If the EULA/TOS is specified strictly as a license agreement, the license can condition use so that unlicensed use= copyright infringement and thus subject to stronger remedies in Federal court than if it were a violation of a contract covenant. Courts determine whether the term at issue is a condition or limitation, and therefore an infringement, or if it is merely a covenant (usually not involving rights to make copies or resell)
Claims against Publishers and Developers over Game Content are mainly of three types:
Direct infringement of trademarked or copyrighted material – recent rulings have held that incidental use of trademarked/copyrighted characters/material or likenesses thereof are allowed as long as they are for artistic use only and are not used for promotional material, on exterior packaging, or to mislead consumers as to the content of the game.

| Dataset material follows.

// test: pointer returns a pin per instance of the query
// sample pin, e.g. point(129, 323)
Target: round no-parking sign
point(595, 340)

Violations of right of publicity in celebrity names, images, voices, etc. – California courts (9th Circuit) are more likely to find in favor of celebrities in right of publicity cases. However, even in California, as long as the persona, voice, etc. is used for artistic or nominative purposes only and not for commercial promotion of the game/product, use is generally allowed by the courts
Infringement of trademark or copyright via user generated content – As long as dev/pub is not specifically encouraging or intentionally providing tools by which users can create content containing or resembling trademarked/copymarked material, there is usually considered to be no infiringment. However, if dev/pub or the user is using the content for commercial or promotional purposes, or intended to at some point but could not reach an agreement, then behavior could be seen as infringement.


So what kind of information from all that are you going to implement on what ever it is that you are working on now? I am kinda guessing that it is no longer blackstar (despite how awesome that would have been) so yeah how is it going out there? Oh and you (blackstar) recently got a mention in a massively article. It was asking about what sci-fi space MMO’s we are looking forward to. Hopefully we can still be looking forward to black star.